Dollars, without which none of this can be accomplished.
Our present circumstance is the result of education and research. We now have the potential of genetic engineering, better diagnostic modalities, improved medical and surgical means of therapy, and more specific and localized treatment -- as well as a strong emphasis on preventive medicine.
Is there any concern or apprehension that education and research will not continue as it has in the past? From my perspective there is. I would like to pose some questions for consideration. How many of your professors have had to decrease the amount of their teaching time and devote more time practicing medicine to keep their department financially viable? How many institutions and departments have had to decrease the number of persons providing direct patient care? How many institutions and departments have had to decrease the number of people doing basic research, and what percentage of research has been diminished? How many newspaper articles have you read regarding decreased funding for medical care? In our present atmosphere of managed care, government control, and the litigious attitude in our nation, what is the net exposure and experience of our students and residents in terms of patient contact?
After the publication of the Flexner Report of 1910, Dr. John W. Williams made this statement:
As far as I know there is only one medical school in the country which is properly equipped for teaching obstetrics and gynecology along the lines of a well conducted German woman's clinic. And I regret to say that it is not at Johns Hopkins Hospital, whose lying-in department is very inferior, and far below the standard maintained by the other departments of that institution. . . . After eighteen years of experience in teaching what is probably the best body of medical students ever collected in this country. . . . I would unhesitatingly state that my own students are unfit on graduation to practice obstetrics in its broad sense, and are scarcely prepared to handle normal cases.

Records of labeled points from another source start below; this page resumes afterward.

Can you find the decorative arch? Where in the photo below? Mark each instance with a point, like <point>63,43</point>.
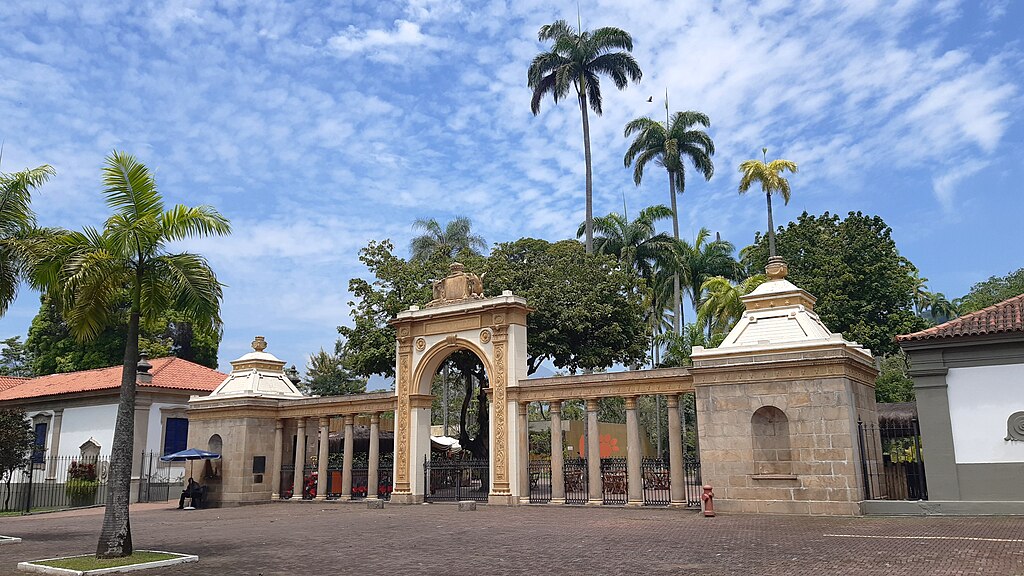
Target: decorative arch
<point>459,318</point>
<point>770,439</point>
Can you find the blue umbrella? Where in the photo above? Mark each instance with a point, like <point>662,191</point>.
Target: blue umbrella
<point>189,454</point>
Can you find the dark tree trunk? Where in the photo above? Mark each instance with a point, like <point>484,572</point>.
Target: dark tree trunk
<point>115,539</point>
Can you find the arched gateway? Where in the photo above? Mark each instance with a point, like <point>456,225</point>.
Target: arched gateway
<point>779,405</point>
<point>459,318</point>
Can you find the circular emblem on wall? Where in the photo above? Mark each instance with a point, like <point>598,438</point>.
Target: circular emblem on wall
<point>1015,427</point>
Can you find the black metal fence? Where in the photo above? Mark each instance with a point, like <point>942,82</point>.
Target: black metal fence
<point>892,462</point>
<point>614,486</point>
<point>540,482</point>
<point>456,479</point>
<point>574,475</point>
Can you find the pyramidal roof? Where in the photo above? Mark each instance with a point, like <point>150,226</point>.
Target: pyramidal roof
<point>257,373</point>
<point>779,315</point>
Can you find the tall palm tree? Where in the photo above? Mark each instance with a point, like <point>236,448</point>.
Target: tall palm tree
<point>456,237</point>
<point>669,145</point>
<point>770,176</point>
<point>17,228</point>
<point>91,271</point>
<point>577,59</point>
<point>635,244</point>
<point>701,259</point>
<point>723,304</point>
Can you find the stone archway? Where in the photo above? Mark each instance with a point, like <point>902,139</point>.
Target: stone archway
<point>459,318</point>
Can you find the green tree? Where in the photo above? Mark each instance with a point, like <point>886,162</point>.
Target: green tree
<point>864,288</point>
<point>457,237</point>
<point>14,360</point>
<point>326,375</point>
<point>669,146</point>
<point>53,348</point>
<point>893,383</point>
<point>723,305</point>
<point>91,270</point>
<point>770,176</point>
<point>16,441</point>
<point>576,62</point>
<point>17,229</point>
<point>992,291</point>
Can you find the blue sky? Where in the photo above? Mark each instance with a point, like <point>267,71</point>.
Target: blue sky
<point>316,128</point>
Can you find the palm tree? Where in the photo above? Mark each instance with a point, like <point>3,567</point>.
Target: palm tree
<point>723,304</point>
<point>702,259</point>
<point>17,228</point>
<point>456,237</point>
<point>635,244</point>
<point>770,176</point>
<point>669,145</point>
<point>91,271</point>
<point>576,60</point>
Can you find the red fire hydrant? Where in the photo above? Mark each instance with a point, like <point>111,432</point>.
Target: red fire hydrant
<point>709,499</point>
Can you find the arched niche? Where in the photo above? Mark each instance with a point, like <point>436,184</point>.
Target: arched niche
<point>770,441</point>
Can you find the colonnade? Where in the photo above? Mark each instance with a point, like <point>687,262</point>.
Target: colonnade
<point>593,451</point>
<point>323,456</point>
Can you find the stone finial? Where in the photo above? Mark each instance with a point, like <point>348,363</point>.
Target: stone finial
<point>259,344</point>
<point>776,269</point>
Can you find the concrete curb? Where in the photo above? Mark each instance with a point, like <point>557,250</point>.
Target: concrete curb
<point>32,567</point>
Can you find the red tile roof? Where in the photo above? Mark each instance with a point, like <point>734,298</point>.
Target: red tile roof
<point>1007,316</point>
<point>167,373</point>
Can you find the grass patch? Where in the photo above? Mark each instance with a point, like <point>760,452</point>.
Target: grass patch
<point>85,563</point>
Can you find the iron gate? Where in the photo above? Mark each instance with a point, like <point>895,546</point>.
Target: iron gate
<point>454,480</point>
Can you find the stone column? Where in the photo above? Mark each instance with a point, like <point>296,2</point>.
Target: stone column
<point>593,455</point>
<point>557,480</point>
<point>323,457</point>
<point>677,487</point>
<point>346,466</point>
<point>522,441</point>
<point>300,458</point>
<point>279,441</point>
<point>373,477</point>
<point>634,480</point>
<point>51,469</point>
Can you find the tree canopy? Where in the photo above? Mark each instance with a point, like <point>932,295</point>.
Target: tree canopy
<point>864,287</point>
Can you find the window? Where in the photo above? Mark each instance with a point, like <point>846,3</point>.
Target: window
<point>40,444</point>
<point>176,436</point>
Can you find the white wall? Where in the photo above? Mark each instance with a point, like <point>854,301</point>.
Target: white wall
<point>79,424</point>
<point>981,399</point>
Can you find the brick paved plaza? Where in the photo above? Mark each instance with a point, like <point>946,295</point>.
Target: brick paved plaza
<point>316,538</point>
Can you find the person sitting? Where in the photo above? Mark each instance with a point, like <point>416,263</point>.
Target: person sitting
<point>194,492</point>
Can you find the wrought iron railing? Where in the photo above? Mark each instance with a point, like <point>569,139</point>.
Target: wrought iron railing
<point>540,482</point>
<point>614,483</point>
<point>455,480</point>
<point>892,462</point>
<point>574,475</point>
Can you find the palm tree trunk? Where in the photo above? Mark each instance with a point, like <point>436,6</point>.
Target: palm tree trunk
<point>677,298</point>
<point>115,538</point>
<point>590,172</point>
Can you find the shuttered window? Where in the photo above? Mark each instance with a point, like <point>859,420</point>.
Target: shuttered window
<point>176,436</point>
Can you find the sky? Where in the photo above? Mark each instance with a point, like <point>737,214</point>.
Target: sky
<point>316,127</point>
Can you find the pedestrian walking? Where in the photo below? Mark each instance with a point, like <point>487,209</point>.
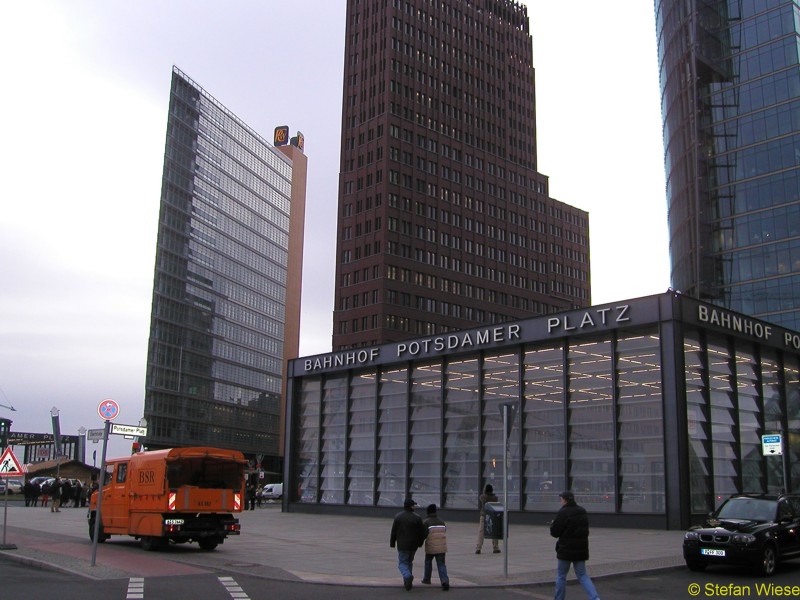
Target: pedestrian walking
<point>435,547</point>
<point>488,495</point>
<point>250,500</point>
<point>571,527</point>
<point>408,534</point>
<point>27,490</point>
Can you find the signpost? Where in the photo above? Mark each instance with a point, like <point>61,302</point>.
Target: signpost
<point>9,467</point>
<point>108,409</point>
<point>508,411</point>
<point>772,445</point>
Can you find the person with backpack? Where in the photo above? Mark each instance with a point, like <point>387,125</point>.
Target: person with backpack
<point>488,495</point>
<point>435,547</point>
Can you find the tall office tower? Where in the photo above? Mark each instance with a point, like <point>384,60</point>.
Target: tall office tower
<point>444,222</point>
<point>730,99</point>
<point>226,294</point>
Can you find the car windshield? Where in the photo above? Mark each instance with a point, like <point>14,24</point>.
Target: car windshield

His reason for making this statement was the lack of clinical experience students had with patients.
Today, a professional golfer may hit 1,000 practice balls daily. Yet, physicians in training may not have adequate exposure in obstetric and gynecologic or other medical or surgical procedures, even under controlled circumstances, that will enable them to provide what may well be lifesaving care when they go into practice.

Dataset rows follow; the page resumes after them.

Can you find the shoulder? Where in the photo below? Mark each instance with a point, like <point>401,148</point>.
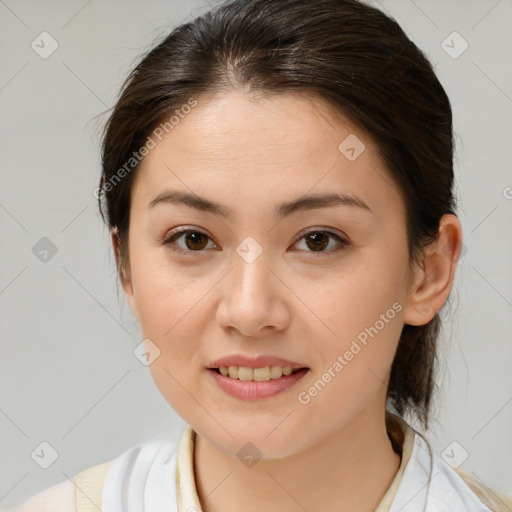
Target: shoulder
<point>58,498</point>
<point>139,475</point>
<point>453,489</point>
<point>493,499</point>
<point>80,494</point>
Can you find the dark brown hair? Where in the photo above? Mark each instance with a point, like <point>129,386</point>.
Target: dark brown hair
<point>352,55</point>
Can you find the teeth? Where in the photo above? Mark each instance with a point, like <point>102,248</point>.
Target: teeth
<point>256,374</point>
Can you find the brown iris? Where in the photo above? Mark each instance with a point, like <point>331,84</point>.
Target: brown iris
<point>319,240</point>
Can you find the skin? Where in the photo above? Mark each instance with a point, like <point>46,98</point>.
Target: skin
<point>249,155</point>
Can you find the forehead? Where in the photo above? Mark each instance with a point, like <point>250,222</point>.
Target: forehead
<point>238,147</point>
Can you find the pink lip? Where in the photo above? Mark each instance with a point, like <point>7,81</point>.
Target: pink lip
<point>254,362</point>
<point>256,390</point>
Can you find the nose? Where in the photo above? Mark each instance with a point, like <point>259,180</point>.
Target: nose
<point>254,298</point>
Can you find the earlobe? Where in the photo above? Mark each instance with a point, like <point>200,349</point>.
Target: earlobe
<point>433,279</point>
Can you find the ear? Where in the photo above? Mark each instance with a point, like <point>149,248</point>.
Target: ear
<point>433,278</point>
<point>124,276</point>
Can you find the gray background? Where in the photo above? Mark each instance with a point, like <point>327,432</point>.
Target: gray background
<point>68,375</point>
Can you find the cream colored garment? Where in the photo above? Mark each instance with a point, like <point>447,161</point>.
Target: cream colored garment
<point>186,490</point>
<point>158,476</point>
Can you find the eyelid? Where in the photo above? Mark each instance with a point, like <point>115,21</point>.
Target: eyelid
<point>331,232</point>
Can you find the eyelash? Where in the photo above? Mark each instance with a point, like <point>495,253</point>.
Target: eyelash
<point>173,236</point>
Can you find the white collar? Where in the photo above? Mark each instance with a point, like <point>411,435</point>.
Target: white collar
<point>158,476</point>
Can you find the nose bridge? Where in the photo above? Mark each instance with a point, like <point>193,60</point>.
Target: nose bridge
<point>251,300</point>
<point>251,275</point>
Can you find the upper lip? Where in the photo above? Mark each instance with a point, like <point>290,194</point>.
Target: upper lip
<point>254,362</point>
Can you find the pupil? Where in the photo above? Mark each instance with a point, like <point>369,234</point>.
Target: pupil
<point>193,237</point>
<point>320,240</point>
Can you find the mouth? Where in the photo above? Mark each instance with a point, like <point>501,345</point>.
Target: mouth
<point>262,374</point>
<point>242,382</point>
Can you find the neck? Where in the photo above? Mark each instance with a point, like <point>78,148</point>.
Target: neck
<point>349,470</point>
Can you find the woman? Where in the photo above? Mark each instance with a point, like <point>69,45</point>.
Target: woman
<point>278,182</point>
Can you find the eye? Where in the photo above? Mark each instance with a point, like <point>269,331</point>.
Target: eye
<point>319,240</point>
<point>194,240</point>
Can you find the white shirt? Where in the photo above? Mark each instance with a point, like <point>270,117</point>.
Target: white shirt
<point>140,479</point>
<point>158,476</point>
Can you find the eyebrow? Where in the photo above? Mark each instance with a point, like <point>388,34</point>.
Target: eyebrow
<point>303,203</point>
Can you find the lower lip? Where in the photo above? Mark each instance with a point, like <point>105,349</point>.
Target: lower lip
<point>256,390</point>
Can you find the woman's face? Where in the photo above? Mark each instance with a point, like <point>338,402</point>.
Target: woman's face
<point>253,282</point>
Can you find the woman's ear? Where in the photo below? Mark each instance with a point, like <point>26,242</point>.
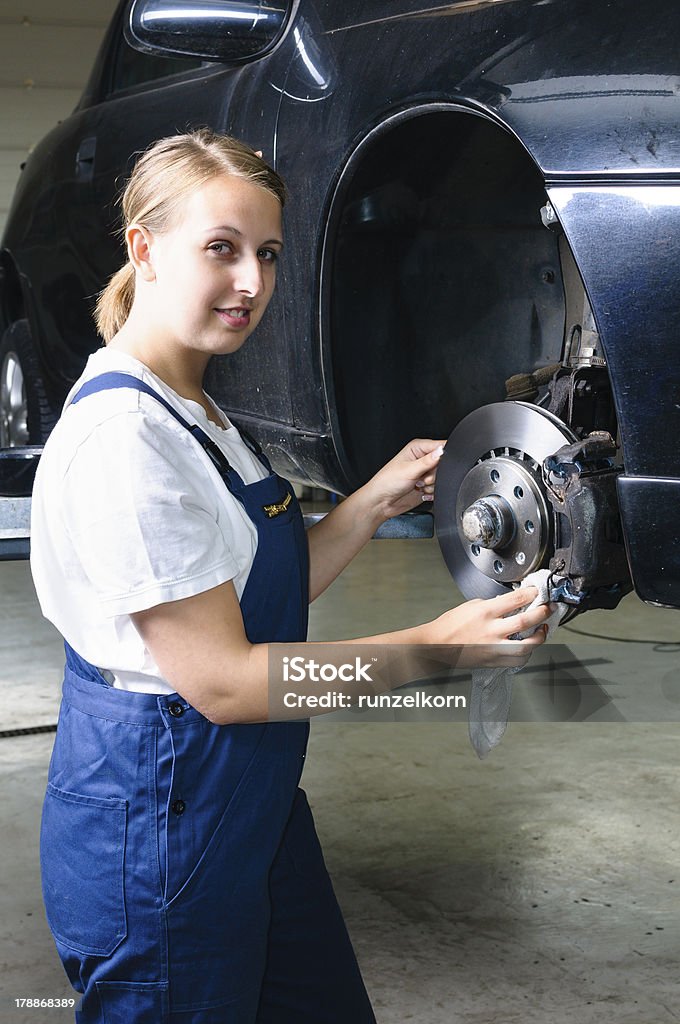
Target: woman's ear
<point>138,241</point>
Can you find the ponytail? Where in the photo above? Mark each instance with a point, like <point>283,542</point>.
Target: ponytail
<point>115,303</point>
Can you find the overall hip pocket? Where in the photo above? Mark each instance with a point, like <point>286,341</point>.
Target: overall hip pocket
<point>82,850</point>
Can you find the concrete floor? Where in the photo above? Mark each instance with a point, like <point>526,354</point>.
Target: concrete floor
<point>539,886</point>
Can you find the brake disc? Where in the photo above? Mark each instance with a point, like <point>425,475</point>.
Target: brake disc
<point>492,516</point>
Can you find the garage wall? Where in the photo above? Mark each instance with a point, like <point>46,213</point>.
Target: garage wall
<point>47,48</point>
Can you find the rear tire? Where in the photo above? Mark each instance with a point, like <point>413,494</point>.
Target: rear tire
<point>26,415</point>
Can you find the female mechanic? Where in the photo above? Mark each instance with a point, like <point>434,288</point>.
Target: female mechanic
<point>182,878</point>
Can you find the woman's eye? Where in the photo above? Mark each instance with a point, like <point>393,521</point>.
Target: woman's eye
<point>221,248</point>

Today, in the United States we have 650,000 doctors delivering health care. Our estimatedpopulation is 260 million. This equals 0.25% of the population. We may talk loudly and complain. However, until the patients, the "populace," are made aware that they, their children, and their grandchildren may not receive the best care because of decreased funding for education, research, and medical care, it is my opinion we will see a decline in the quality of medicine.
What can we do about this? In obstetrics and gynecology we have always tried to be patients' advocates for health. In my opinion, the health of our country now depends on you and especially the patients (the populace) becoming advocates for good health. This will not be successful through media blitzes, radio spots, or television, magazine, or newspaper advertisements. It must be done on a personal basis, just as we have delivered health care. Politicians listen to the "masses," the populace. It is our responsibility to educate our patients and the general population that their future health may well be in danger.